# taz.de -- Gründe für Chinas Wirtschaftsflaute: Peking im Systemdilemma
       
       > Chinas einstiges Erfolgsmodell gelangt an seine Grenzen. Fast alle
       > Experten glauben, mehr „Kapitalismus“ könnte eine Lösung sein.
       
 (IMG) Bild: Das Hochgeschwindkeits-Bahnnetz ist bereits ausgebaut: Züge in einer Wartungsbasis
       
       PEKING taz | Nach der Panik folgt nun die Verschnaufpause: Es scheint, als
       würde sich die chinesische Volkswirtschaft doch noch etwas erholen. Die
       jüngsten, leicht verbesserten Zahlen für August wurden von der Staatspresse
       regelrecht in den Himmel gelobt. Und auch der Internationale Währungsfonds
       (IMF) geht zumindest davon aus, dass die Volksrepublik ihr Wachstumsziel
       von 5 Prozent für 2023 erreichen wird. Angesichts [1][der niedrigen
       Ausgangslage vom Lockdown-Vorjahr] vielleicht kein Grund zum Jubeln – aber
       eine handfeste Krise sieht tatsächlich anders aus.

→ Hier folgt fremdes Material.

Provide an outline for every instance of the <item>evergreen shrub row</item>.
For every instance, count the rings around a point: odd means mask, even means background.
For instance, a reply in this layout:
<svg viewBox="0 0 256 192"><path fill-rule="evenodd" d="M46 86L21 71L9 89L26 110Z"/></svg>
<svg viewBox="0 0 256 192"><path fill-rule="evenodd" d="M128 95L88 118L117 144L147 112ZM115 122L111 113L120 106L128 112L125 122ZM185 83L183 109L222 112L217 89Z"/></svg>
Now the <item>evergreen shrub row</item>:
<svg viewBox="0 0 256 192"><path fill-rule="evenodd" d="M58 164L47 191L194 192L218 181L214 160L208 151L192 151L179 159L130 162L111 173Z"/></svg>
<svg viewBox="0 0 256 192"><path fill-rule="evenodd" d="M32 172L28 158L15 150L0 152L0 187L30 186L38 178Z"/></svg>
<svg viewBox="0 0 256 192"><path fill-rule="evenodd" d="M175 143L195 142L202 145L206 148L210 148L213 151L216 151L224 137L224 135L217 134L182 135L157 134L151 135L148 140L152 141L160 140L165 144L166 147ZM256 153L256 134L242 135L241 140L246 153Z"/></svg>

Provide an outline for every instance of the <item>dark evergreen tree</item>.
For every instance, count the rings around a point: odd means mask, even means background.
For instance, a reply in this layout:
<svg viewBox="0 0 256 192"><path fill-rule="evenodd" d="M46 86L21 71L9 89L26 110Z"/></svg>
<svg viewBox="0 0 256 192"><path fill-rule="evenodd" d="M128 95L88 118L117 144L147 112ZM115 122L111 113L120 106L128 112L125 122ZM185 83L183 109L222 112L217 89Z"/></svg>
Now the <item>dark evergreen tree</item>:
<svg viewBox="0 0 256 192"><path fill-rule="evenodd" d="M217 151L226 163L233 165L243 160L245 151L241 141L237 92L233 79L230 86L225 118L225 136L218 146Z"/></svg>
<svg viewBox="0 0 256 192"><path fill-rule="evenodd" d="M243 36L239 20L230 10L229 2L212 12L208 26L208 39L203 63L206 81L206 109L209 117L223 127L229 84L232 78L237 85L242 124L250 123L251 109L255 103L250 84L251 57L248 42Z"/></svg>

Oder?
       
       Über kaum eine Volkswirtschaft streiten sich die Geister derart wie bei
       China. Das hat mit der geopolitischen Polarisierung zu tun, die extreme
       Sichtweisen begünstigt – Untergangsapologeten auf der einen Seite, die
       Vorstellung übermächtiger Fähigkeiten der Planer in Peking auf der anderen.
       
       Führende Ökonomen rufen dazu auf, sich nicht mit dem Tagesgeschehen
       aufzuhalten. Stattdessen solle man die chinesische Volkswirtschaft vor
       allem systemisch betrachten, um die strukturellen Probleme des Landes zu
       erkennen. Denn diese reichen weit tiefer als die zunehmend erratische
       Wirtschaftspolitik Xi Jinpings und die nationalistische Stimmung im Land.
       
       Einigkeit herrscht über den Status quo. Die Immobilienkrise verschärft sich
       weiter, nachdem neben dem Bauentwickler Evergrande nun auch noch Country
       Garden die Liquidierung droht. Die [2][Jugendarbeitslosigkeit befindet sich
       sicherlich auf einem Rekordniveau], selbst wenn das Statistikamt seit
       August keine Zahlen mehr veröffentlicht. Und auch der Konsum hat sich knapp
       zehn Monate nach Ende der „Null Covid“-Maßnahmen nicht vollständig erholt.
       
       ## Welche Rolle spielt Xi Jinping?
       
       Über die Interpretation der Daten herrscht jedoch Uneinigkeit. Viele
       Experten machen vor allem Xi Jinping mit seiner teils
       unternehmerfeindlichen Politik für die aktuelle Misere verantwortlich. Und
       es lässt sich kaum abstreiten, dass der 70-Jährige das Wachstum des Landes
       lähmt: Die [3][flächendeckende Bevorzugung der Staatsbetriebe] trübt die
       Zuversicht der Privatwirtschaft, [4][die Überregulierung des Tech-Sektors]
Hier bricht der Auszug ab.